FIGURE 1.

CD86 associates with Phb1 and Phb2 in B Lymphocytes. A, CH.12LX B cells were primed with CD40L/IL-4 for 16 hours followed by the addition of a species- and isotype-matched control Ab (anti-rat IgG2a ctrl Ab), or rat anti-mouse CD86 (GL1) (anti-CD86) for 15 minutes. Lysates were prepared, followed by immunoprecipitation (Pierce). Immunoprecipitates were separated via SDS-PAGE followed by total protein staining with Sypro Ruby. Unique bands in the CD86 immunoprecipitate are indicated by arrows at ~50, ~35, and ~28 kDa. B, The band marked with an arrow at ~35 kDa was sequenced via LC/MS Mass Spectrometry. Tryptic peptide fragments were sequenced and matched with known tryptic peptides via a MASCOT search. 14 non-redundant tryptic peptides were identical to murine prohibitin-2 (Phb2). C, CH12.LX B cells alone, CH12.LX B cells expressing a FLAG-CD86 recombinant protein, or primary splenic B cells were primed as described above. Immunoprecipitates were immunoblotted for CD86, Phb2, and Phb1. Gels are representative of three independent experiments.
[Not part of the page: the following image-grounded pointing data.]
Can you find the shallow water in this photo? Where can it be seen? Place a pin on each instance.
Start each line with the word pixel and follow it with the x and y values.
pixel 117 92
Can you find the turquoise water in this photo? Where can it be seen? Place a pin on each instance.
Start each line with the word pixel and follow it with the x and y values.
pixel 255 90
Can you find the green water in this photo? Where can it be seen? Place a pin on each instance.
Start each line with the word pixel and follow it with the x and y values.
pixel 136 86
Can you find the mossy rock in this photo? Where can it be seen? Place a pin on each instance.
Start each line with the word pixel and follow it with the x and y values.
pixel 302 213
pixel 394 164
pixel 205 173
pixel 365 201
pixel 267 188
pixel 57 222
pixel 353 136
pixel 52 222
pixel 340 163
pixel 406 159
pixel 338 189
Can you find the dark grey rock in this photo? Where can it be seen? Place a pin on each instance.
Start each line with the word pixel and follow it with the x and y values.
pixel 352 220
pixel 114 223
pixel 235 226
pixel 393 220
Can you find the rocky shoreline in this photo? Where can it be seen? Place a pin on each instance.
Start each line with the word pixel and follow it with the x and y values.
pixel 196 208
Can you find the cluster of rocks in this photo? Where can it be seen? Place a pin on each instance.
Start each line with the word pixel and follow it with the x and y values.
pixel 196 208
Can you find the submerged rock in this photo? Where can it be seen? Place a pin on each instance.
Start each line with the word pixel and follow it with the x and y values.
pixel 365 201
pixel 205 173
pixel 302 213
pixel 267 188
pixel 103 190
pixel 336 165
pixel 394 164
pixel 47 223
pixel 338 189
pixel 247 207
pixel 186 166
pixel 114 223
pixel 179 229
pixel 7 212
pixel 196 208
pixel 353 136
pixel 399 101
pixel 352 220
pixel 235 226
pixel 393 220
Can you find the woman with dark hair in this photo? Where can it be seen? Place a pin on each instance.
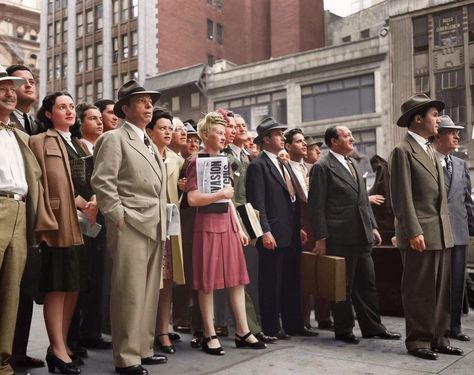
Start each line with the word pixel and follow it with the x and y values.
pixel 59 232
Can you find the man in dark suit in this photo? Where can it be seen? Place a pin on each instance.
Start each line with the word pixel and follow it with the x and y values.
pixel 457 182
pixel 270 190
pixel 27 95
pixel 344 225
pixel 423 230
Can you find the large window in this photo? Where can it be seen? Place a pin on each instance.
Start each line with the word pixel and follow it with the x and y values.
pixel 255 108
pixel 448 28
pixel 343 97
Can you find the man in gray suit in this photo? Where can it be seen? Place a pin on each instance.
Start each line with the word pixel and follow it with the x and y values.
pixel 461 214
pixel 422 229
pixel 130 182
pixel 344 225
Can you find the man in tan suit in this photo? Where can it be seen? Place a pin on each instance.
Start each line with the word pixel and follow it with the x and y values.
pixel 423 230
pixel 129 179
pixel 19 188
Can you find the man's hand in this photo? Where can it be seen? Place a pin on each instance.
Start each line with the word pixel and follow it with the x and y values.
pixel 377 239
pixel 418 243
pixel 268 241
pixel 320 247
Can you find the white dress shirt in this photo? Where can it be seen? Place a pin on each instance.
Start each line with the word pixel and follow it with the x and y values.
pixel 12 165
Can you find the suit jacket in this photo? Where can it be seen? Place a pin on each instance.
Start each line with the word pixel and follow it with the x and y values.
pixel 339 208
pixel 460 204
pixel 268 193
pixel 130 182
pixel 57 223
pixel 418 197
pixel 36 127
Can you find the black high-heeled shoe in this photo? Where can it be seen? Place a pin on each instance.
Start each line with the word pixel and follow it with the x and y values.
pixel 63 367
pixel 214 351
pixel 241 342
pixel 169 349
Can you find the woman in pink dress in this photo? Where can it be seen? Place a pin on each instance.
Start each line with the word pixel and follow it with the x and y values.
pixel 218 259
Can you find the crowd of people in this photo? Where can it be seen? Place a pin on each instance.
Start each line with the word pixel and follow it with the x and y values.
pixel 122 166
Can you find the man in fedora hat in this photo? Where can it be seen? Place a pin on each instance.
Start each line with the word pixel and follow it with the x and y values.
pixel 457 182
pixel 422 230
pixel 271 191
pixel 19 188
pixel 130 182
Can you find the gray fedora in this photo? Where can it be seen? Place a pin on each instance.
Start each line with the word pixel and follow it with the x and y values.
pixel 414 104
pixel 4 76
pixel 128 89
pixel 447 123
pixel 265 127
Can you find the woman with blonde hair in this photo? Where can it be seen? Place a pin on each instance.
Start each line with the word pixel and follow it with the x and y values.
pixel 218 259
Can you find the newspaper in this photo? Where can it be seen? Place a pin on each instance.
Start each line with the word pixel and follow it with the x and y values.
pixel 212 174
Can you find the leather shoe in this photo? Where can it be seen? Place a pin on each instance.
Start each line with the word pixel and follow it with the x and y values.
pixel 132 370
pixel 303 332
pixel 423 353
pixel 385 335
pixel 460 336
pixel 266 339
pixel 447 350
pixel 25 361
pixel 348 338
pixel 155 359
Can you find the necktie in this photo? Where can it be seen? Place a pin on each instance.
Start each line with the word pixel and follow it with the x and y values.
pixel 289 184
pixel 351 168
pixel 27 123
pixel 449 165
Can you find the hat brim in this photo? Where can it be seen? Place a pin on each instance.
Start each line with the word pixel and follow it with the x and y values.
pixel 403 119
pixel 155 96
pixel 259 138
pixel 17 81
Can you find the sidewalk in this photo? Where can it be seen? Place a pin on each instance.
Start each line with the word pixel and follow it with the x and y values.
pixel 320 355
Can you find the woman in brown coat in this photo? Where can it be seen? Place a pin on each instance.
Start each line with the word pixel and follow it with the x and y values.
pixel 58 228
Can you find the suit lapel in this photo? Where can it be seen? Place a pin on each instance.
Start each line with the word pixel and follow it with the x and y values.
pixel 139 146
pixel 343 173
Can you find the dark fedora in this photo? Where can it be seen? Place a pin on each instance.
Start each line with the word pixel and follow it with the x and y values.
pixel 447 123
pixel 265 127
pixel 129 89
pixel 414 104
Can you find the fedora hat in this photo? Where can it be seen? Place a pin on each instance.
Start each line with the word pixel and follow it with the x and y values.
pixel 265 127
pixel 414 104
pixel 17 81
pixel 447 123
pixel 129 89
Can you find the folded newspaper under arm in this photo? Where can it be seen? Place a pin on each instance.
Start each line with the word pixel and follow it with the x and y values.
pixel 173 222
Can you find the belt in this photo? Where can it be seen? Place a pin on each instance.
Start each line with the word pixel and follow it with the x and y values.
pixel 15 196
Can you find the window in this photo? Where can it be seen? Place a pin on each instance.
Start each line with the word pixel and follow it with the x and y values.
pixel 195 99
pixel 343 97
pixel 134 8
pixel 125 46
pixel 114 49
pixel 79 60
pixel 448 28
pixel 89 58
pixel 220 33
pixel 210 29
pixel 89 22
pixel 420 34
pixel 99 23
pixel 175 103
pixel 98 55
pixel 365 34
pixel 125 10
pixel 134 36
pixel 79 25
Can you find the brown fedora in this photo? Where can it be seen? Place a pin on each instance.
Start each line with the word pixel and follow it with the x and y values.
pixel 129 89
pixel 414 104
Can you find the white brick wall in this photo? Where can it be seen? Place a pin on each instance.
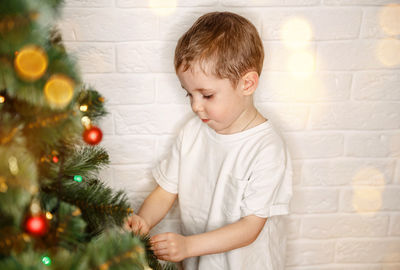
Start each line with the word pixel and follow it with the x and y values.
pixel 342 122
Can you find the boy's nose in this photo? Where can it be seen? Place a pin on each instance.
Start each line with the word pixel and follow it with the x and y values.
pixel 196 106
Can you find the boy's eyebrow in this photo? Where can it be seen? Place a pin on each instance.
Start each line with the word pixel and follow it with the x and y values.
pixel 198 89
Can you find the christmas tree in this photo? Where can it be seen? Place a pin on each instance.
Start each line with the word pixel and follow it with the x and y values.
pixel 54 211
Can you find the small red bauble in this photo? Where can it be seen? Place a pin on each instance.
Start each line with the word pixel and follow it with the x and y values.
pixel 92 135
pixel 36 225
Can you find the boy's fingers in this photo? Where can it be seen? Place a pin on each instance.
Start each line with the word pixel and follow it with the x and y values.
pixel 159 245
pixel 158 238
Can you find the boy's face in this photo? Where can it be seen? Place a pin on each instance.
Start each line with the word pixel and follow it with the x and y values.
pixel 214 100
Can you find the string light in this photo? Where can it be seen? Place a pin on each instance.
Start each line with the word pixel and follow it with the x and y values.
pixel 78 178
pixel 46 260
pixel 49 215
pixel 86 121
pixel 83 108
pixel 55 159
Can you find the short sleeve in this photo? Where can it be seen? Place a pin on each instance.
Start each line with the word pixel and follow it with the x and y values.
pixel 166 171
pixel 269 190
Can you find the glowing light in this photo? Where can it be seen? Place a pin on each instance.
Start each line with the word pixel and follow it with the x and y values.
pixel 296 33
pixel 388 52
pixel 49 215
pixel 389 19
pixel 78 178
pixel 55 159
pixel 3 185
pixel 163 7
pixel 86 121
pixel 301 64
pixel 46 260
pixel 13 165
pixel 83 108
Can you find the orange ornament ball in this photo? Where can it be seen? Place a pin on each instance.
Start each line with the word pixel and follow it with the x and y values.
pixel 36 225
pixel 92 135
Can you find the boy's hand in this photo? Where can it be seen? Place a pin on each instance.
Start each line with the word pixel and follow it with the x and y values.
pixel 136 224
pixel 170 246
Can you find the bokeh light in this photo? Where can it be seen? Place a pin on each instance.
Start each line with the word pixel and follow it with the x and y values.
pixel 389 19
pixel 163 7
pixel 388 52
pixel 296 33
pixel 301 64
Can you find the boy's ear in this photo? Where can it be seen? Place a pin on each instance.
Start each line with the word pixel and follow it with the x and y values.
pixel 250 82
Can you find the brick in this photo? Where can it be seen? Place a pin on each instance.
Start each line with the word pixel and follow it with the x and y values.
pixel 150 119
pixel 286 117
pixel 315 200
pixel 314 145
pixel 394 228
pixel 370 199
pixel 108 24
pixel 169 90
pixel 318 21
pixel 347 171
pixel 383 85
pixel 371 27
pixel 292 227
pixel 279 58
pixel 124 149
pixel 373 144
pixel 267 3
pixel 368 251
pixel 146 57
pixel 357 55
pixel 119 89
pixel 173 27
pixel 356 115
pixel 106 124
pixel 301 252
pixel 88 3
pixel 93 58
pixel 283 87
pixel 166 3
pixel 357 2
pixel 164 145
pixel 134 178
pixel 338 226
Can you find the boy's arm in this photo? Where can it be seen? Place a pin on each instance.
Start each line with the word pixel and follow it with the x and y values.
pixel 175 247
pixel 156 206
pixel 153 209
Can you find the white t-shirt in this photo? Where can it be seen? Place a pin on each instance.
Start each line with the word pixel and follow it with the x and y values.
pixel 222 178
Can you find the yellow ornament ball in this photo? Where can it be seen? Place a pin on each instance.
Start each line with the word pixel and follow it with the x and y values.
pixel 30 63
pixel 59 90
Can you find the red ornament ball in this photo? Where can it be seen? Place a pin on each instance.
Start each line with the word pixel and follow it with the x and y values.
pixel 92 135
pixel 36 225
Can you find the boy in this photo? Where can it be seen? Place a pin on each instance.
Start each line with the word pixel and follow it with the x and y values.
pixel 228 166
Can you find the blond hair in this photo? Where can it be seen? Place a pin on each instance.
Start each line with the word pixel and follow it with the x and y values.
pixel 227 41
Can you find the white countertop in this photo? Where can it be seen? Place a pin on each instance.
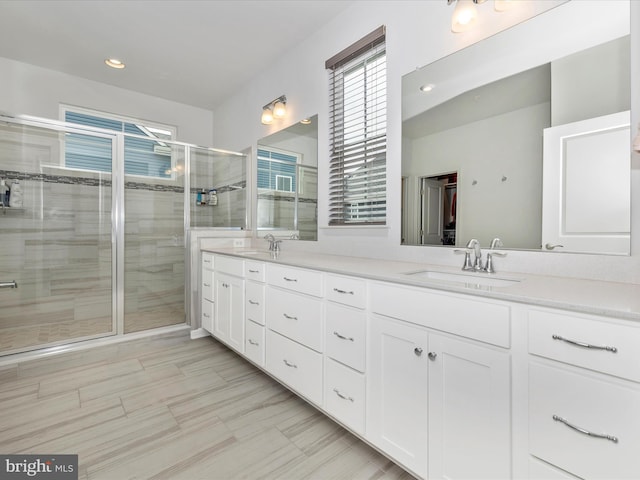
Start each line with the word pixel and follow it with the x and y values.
pixel 619 300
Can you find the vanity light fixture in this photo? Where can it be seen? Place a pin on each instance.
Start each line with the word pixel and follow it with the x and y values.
pixel 276 108
pixel 466 13
pixel 115 63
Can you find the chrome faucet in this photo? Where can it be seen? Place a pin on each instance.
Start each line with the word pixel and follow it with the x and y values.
pixel 495 243
pixel 274 245
pixel 472 246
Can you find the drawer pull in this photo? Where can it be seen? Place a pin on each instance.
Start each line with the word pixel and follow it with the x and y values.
pixel 585 345
pixel 344 397
pixel 343 291
pixel 342 337
pixel 586 432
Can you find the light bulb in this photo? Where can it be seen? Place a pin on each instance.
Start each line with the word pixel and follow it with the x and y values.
pixel 279 110
pixel 267 116
pixel 464 16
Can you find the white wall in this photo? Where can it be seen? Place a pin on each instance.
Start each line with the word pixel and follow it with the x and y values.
pixel 29 90
pixel 418 32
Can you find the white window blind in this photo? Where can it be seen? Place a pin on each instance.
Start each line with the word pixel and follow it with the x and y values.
pixel 358 132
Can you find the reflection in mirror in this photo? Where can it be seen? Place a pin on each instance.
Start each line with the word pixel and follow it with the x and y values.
pixel 503 111
pixel 288 182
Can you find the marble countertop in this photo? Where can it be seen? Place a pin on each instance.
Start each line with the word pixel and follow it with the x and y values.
pixel 619 300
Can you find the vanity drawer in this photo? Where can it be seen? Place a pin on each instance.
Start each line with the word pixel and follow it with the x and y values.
pixel 484 320
pixel 254 270
pixel 254 302
pixel 551 334
pixel 348 290
pixel 254 342
pixel 230 265
pixel 296 279
pixel 206 319
pixel 298 317
pixel 591 403
pixel 297 366
pixel 345 335
pixel 207 260
pixel 344 395
pixel 207 284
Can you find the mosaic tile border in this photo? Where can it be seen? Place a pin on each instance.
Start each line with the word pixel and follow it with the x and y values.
pixel 99 182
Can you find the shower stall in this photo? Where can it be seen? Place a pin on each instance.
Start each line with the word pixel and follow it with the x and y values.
pixel 88 253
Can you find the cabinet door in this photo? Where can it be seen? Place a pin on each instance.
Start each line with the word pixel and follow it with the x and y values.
pixel 397 391
pixel 469 411
pixel 229 310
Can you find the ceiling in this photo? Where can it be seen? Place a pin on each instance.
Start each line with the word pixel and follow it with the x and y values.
pixel 196 52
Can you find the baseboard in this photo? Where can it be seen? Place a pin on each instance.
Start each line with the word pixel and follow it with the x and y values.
pixel 199 333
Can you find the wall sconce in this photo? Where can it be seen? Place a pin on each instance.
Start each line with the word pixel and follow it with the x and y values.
pixel 466 13
pixel 276 108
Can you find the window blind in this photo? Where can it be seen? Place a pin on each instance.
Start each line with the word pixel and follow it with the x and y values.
pixel 357 128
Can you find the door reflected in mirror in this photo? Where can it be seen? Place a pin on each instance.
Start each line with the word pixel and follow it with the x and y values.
pixel 287 182
pixel 490 118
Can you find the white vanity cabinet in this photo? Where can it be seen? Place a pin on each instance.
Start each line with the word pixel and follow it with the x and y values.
pixel 584 394
pixel 437 403
pixel 228 325
pixel 294 314
pixel 345 351
pixel 254 347
pixel 206 292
D, FLAG-CD86 transfected CH12.LX B cells with either Full Length FLAG-CD86 or a Truncated FLAG-CD86 (KKPΔ) or non-transfected B cells from WT or Trunc CD86-expressing mice were primed as described above, immunoprecipitated with either anti-FLAG or anti-CD86, and were analyzed for Phb1/2 and CD86 protein levels via immunoblot. The gels shown are representative of three independent experiments (left panel) or one experiment (right panel).